Of course, if you force the variants to Doubles (SecondDoubleVar.DoubleValue) before you make the comparison, you don’t have this problem.

:sweat_smile:

There’s a huge bug with Variants here.

“Integer = Double?” can’t be normalized to “Integer = Integer?” (losing meaning) but “Double = Double?” (promote to the largest container type keeping the meaning of the value).

Someone should open an Issue for:

Const testValue = 8.2

Var testVar As Variant = testValue
var testDbl As Double = testValue

if testVar \ 1 = testVar Then
  
  MessageBox "Variant Error"
  
Else
  
  MessageBox "Variant works ok"
  
End

if testDbl \ 1 = testDbl Then
  
  MessageBox "Double Error"
  
Else
  
  MessageBox "Double works ok"
  
End

Quit

That’s why in the past articles like “Variants are Evil” were created. This is a design limitation.

As Integer Division result is an integer then as you are not specifying that you want a Double from the Variant, then: “Variants used in an expression convert themselves to the type of the other operand” as mentioned in the documentation here.

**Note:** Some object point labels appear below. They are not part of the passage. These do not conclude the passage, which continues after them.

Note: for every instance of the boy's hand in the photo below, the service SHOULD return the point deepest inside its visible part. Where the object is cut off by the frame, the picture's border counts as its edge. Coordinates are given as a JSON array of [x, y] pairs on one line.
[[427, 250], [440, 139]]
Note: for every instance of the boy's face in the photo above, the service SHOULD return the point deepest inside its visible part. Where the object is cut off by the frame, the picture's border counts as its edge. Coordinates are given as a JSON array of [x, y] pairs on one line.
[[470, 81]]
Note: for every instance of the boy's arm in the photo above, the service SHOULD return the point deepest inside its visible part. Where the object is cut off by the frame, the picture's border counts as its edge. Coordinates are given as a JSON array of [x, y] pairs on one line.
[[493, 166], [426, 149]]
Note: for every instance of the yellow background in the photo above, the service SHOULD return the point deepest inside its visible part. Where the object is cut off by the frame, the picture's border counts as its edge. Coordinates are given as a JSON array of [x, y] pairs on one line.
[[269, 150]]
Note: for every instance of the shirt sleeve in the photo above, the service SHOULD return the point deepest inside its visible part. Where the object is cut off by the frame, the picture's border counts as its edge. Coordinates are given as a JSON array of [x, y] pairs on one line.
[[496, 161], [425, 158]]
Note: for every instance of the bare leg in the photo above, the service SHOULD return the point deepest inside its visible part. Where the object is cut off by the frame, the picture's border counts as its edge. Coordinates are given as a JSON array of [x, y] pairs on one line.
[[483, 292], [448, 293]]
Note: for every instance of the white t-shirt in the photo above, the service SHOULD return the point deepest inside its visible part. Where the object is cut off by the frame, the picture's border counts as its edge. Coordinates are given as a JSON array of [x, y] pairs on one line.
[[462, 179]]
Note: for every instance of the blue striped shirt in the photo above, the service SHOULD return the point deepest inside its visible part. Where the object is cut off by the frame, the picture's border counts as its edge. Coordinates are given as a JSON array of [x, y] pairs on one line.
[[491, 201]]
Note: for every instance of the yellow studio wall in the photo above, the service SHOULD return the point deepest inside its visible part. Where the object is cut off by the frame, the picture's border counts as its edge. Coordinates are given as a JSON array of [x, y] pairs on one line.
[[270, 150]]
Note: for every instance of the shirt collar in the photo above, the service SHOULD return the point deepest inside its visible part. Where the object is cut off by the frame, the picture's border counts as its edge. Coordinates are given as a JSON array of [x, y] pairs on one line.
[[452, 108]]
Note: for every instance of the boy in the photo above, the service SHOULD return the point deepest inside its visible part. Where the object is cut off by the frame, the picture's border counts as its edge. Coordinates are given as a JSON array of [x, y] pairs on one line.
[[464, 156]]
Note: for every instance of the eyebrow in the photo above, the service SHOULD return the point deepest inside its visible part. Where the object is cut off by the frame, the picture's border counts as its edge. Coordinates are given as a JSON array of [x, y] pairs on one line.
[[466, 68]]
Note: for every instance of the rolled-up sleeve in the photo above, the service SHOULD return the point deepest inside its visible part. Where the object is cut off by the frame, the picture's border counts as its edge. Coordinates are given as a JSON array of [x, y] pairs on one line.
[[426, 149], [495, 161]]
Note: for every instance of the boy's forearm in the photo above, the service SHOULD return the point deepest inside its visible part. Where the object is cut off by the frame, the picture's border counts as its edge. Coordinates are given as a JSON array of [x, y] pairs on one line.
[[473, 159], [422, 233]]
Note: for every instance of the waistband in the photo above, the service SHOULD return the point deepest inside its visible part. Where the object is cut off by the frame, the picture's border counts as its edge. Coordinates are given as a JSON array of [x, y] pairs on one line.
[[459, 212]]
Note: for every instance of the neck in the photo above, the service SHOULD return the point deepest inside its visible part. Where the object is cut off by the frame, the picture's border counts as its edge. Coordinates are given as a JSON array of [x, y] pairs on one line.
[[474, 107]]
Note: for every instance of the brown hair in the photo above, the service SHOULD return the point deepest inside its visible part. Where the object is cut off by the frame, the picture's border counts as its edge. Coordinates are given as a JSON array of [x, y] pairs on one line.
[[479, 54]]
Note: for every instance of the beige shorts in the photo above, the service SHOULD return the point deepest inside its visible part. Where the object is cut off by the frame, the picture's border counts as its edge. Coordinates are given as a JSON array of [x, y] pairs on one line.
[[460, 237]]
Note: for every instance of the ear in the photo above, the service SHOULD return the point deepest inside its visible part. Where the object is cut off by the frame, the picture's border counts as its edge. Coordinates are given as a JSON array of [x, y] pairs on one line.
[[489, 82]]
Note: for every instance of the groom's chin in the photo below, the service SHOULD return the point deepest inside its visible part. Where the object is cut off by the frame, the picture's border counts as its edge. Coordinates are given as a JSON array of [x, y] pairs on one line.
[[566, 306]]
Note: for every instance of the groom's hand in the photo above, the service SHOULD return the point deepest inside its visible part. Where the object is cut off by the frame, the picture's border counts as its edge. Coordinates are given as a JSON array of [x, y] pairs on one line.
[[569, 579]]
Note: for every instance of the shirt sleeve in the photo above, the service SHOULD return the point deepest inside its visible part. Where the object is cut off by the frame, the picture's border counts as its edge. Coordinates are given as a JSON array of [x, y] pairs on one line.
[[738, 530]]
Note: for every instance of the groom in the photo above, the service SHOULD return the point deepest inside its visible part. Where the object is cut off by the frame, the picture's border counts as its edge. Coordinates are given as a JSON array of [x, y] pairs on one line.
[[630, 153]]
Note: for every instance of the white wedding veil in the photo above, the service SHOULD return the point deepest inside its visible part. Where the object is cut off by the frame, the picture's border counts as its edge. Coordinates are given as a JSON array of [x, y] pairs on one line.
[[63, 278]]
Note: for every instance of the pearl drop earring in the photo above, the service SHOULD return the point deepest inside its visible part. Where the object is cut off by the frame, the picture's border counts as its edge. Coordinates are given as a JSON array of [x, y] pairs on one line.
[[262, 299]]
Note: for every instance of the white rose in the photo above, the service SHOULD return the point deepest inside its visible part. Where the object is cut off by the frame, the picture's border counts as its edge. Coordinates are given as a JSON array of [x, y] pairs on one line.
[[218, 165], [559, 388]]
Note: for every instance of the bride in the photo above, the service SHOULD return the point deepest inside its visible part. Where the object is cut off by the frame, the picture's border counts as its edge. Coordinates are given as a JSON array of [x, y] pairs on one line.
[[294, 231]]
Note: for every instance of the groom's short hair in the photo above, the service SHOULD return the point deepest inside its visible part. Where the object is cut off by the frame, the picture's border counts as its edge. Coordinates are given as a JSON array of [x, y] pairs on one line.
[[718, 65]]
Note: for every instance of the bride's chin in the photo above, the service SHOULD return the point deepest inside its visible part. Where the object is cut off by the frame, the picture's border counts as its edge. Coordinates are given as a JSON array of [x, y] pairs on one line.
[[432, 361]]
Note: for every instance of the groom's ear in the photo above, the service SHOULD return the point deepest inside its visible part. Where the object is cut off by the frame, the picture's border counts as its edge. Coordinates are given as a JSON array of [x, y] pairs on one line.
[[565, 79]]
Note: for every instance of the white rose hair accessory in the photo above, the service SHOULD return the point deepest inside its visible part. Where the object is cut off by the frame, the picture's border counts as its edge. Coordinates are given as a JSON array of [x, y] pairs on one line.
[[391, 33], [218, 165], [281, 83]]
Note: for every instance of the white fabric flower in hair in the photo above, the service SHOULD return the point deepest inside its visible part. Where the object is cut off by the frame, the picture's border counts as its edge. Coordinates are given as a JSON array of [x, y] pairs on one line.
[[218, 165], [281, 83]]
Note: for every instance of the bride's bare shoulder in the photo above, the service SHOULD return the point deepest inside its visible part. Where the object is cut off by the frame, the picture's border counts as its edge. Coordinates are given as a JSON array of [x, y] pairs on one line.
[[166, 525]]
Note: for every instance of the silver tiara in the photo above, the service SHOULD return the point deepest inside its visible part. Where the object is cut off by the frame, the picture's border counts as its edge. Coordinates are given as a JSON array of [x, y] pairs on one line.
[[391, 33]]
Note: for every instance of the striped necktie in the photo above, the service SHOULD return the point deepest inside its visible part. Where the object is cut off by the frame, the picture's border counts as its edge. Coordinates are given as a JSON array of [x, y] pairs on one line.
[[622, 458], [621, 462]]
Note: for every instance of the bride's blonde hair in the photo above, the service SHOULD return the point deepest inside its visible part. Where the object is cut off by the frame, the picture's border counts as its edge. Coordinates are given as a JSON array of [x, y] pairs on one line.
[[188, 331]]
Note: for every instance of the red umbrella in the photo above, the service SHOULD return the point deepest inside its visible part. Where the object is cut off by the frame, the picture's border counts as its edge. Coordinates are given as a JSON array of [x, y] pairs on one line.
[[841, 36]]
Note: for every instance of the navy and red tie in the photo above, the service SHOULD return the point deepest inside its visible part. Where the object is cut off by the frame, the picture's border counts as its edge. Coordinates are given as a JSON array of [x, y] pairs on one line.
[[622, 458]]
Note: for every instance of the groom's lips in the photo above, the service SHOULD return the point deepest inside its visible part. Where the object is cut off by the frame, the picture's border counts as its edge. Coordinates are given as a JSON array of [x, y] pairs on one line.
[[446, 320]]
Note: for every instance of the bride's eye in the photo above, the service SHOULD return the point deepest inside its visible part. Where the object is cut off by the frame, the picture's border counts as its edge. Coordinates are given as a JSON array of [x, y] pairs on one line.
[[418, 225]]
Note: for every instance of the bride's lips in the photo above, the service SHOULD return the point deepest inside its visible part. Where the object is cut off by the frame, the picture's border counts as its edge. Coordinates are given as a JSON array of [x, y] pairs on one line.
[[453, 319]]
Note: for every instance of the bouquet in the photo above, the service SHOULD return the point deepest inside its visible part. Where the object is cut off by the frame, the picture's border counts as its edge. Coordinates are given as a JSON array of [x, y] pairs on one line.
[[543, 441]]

Variants are evil. They can produce very subtle errors with number precision that are hard to catch.

4 Likes

That’s a bad design, but faster than the proper one (RTTI evaluation of both parts and promotion to proper types), but open to insane errors.

VB.Net does it correctly

1 Like

That’s why I posted this here, as a warning.
Like I said converting it to what you want (DoubleValue) will give the correct result.
That is also what the manual says:
“If there is any ambiguity concerning the type conversion of a Variant, you should use one of the properties of the Variant class to force the compiler to convert the Variant to the desired type”
But it can indeed cause unexpected issues if you don’t do the convertion, as seen in my example.

1 Like